Today’s leak of Vista prices reminded me that I needed to follow up on last Monday’s report of possible Vista discount upgrade offers in the offing for purchasers of PCs in the 4th quarter. Microsoft responded predictably as Tim Culpan and Fred Fishkin report for Bloomberg News:
Discussions are “ongoing,” said Windows director Kevin Kutz, who declined to comment further.
But while Microsoft was shy, others were not:
Amazon.com Inc., the largest online retailer, and Advanced Micro Devices Inc. are pressing Microsoft to decide quickly on how or whether to offer customers a coupon or discount for Vista. The software’s delay will cause the PC industry to lose about $4 billion in revenue this year, according to Gartner Inc. research. Windows runs almost 95 percent of the world’s PCs, making its new version a key driver of computer demand.
“It would be in the best interests of consumers and the industry to get it out there as soon as possible,” said Stephen DiFranco, vice president of consumer sales and marketing at Advanced Micro, the world’s second-largest maker of PC processors, in an interview. “They need to tell the world.”
As well they should because all the talk is just a further disincentive to purchasing a new PC now or in the fourth quarter or any time until the coupons arrive or Vista ships.
While all of the above is mostly predictable, there was an interesting twist – the Vista upgrades might not be free:
The final discount model, to be worked out between Microsoft and the computer designers, may include free upgrades for more expensive models, said Tim Li, chief financial officer at Quanta Computer Inc., which makes computers for Dell, Hewlett-Packard Co. and Lenovo Group Ltd.
“If you buy the Mercedes Benz model, they will give you the free coupon, but if you buy the Chrysler, of course you will have to pay an add-on,” Li said.
I suppose it’s an understandable temptation given all the flavors of Vista, some presumably with hefty price tags, but it ignores some consumer reality.
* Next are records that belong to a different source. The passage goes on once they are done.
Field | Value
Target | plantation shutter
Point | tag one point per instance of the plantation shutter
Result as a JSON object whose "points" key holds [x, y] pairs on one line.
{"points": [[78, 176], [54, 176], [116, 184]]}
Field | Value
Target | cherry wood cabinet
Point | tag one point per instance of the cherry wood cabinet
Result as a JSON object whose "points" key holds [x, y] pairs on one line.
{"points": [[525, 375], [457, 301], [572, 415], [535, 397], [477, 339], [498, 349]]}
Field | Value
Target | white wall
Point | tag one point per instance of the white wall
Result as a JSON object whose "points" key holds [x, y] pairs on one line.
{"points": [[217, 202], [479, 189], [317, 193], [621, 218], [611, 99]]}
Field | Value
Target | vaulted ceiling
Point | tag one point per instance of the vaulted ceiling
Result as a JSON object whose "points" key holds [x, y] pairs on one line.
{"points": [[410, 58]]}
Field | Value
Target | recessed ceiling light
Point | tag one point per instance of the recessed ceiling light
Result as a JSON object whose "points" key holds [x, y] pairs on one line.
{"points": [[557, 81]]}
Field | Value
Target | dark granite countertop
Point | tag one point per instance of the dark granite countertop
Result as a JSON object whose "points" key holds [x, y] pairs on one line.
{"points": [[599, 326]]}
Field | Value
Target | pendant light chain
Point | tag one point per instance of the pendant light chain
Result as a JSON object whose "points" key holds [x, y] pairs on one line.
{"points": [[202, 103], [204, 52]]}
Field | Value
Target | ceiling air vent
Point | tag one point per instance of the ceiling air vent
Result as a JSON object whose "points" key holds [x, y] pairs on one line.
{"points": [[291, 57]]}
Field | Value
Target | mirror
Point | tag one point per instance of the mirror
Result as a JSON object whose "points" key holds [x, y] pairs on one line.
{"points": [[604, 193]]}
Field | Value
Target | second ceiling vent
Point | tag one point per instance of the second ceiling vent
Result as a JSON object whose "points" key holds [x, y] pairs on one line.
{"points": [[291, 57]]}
Todd Bishop:
I spoke about this yesterday with longtime PC industry analyst Roger Kay, president of Endpoint Technologies Associates, who said that offering the free upgrade “would be a sensible thing” for Microsoft to do under the circumstances. Charging holiday PC buyers to upgrade to Vista would be like “making everybody else take the hit for their production problems,” Kay said.
Of course, it begs an even more pressing consumer question – how many folks want to buy a new machine and then do an operating system upgrade from XP to Vista, free or not?